Evaluating point using derivative graph

[wvcaudill2]

Homework Statement

*note that this is the graph of the derivative of the function f(x).

Homework Equations

Possibly the fundamental theorems of calculus?

The Attempt at a Solution

I know this problem should be easy, but I am not seeing how my book comes to the answer. Below is the solution my book gives:
f(-2)=f(2) + $$\int$$f'(x)dx = 1-$$\frac{1}{2}$$
The limits of integration are from 2 to -2

Obviously, the first part of the eqn is given, but what exactly does the integral do, and why should the limits be reversed? Furthermore, it seems that if you evaluated the eqn, you would end up with:
f(2) + f(-2) - f(2)
it seems like this would get you nowhere. . .

 

[Dick]

Well, first of all what is the integral of f'(x) from -2 to 2? Just add up the signed area under the curve of f'(x). Then use that the result should be f(2)-f(-2) by the fundamental theorem of calculus.

 

[LCKurtz]

You know the fundamental theorem of calculus, if F is an antiderivative of f then

$$F(b) - F(a) = \int_a^b f(x)\, dx$$

The point being that the integrand, f, is the derivative of the function F. Rephrasing it in those terms gives the equivalent form

$$f(b) - f(a) = \int_a^b f'(x)\, dx$$

Using -2 and 2 for a and b:

$$f(2) - f(-2) = \int_{-2}^2 f'(x)\, dx$$

and solving for f(-2) gives your equation

$$f(-2) = f(2) - \int_{-2}^2 f'(x)\, dx$$

Now to solve the problem you have only to realize that integrals geometrically represent signed area under the curve.

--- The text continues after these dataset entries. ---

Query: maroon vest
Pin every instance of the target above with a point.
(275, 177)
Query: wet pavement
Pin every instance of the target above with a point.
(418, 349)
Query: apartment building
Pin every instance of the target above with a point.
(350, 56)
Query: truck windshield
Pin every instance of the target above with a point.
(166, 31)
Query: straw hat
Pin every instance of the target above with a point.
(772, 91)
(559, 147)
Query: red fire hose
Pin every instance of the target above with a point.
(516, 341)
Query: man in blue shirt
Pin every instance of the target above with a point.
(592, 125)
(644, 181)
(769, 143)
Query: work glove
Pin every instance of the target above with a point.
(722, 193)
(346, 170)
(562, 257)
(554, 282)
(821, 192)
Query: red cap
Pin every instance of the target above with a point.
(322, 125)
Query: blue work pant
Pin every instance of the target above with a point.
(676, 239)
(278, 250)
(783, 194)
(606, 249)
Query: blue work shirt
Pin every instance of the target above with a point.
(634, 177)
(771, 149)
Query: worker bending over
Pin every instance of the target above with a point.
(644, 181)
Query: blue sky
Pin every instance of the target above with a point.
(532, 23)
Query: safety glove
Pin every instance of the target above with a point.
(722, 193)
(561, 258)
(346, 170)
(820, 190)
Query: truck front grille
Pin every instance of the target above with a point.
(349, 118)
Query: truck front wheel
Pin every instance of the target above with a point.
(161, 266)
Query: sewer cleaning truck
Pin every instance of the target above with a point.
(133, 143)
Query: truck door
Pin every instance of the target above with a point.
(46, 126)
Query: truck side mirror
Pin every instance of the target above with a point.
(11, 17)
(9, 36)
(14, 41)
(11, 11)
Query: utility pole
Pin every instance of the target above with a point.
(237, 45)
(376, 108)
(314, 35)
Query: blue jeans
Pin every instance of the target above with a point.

So look at the picture and total up that area.

 

[wvcaudill2]

Oh, I was unaware of the equivalent form. This makes much more sense now!

One last question though. One of the theorems states that the derivative of an integral is the original function. Does this statement also work in reverse? I.e. the integral of a derivative also yields the original equation?

 

[Dick]

Oh, I was unaware of the equivalent form. This makes much more sense now!

One last question though. One of the theorems states that the derivative of an integral is the original function. Does this statement also work in reverse? I.e. the integral of a derivative also yields the original equation?

Yes, the integral of a derivative is the difference of the original function.

 

[LCKurtz]

Oh, I was unaware of the equivalent form. This makes much more sense now!

One last question though. One of the theorems states that the derivative of an integral is the original function. Does this statement also work in reverse? I.e. the integral of a derivative also yields the original equation?

To within a constant. Start with f(x) = x² + 5. Its derivative is 2x. When you take the integral of 2x you get x² + C because you have no way of knowing the value of any constant that may have been added to x² before you differentiated it.

 

[wvcaudill2]

Okay, thanks for your help guys! I really appreciate it!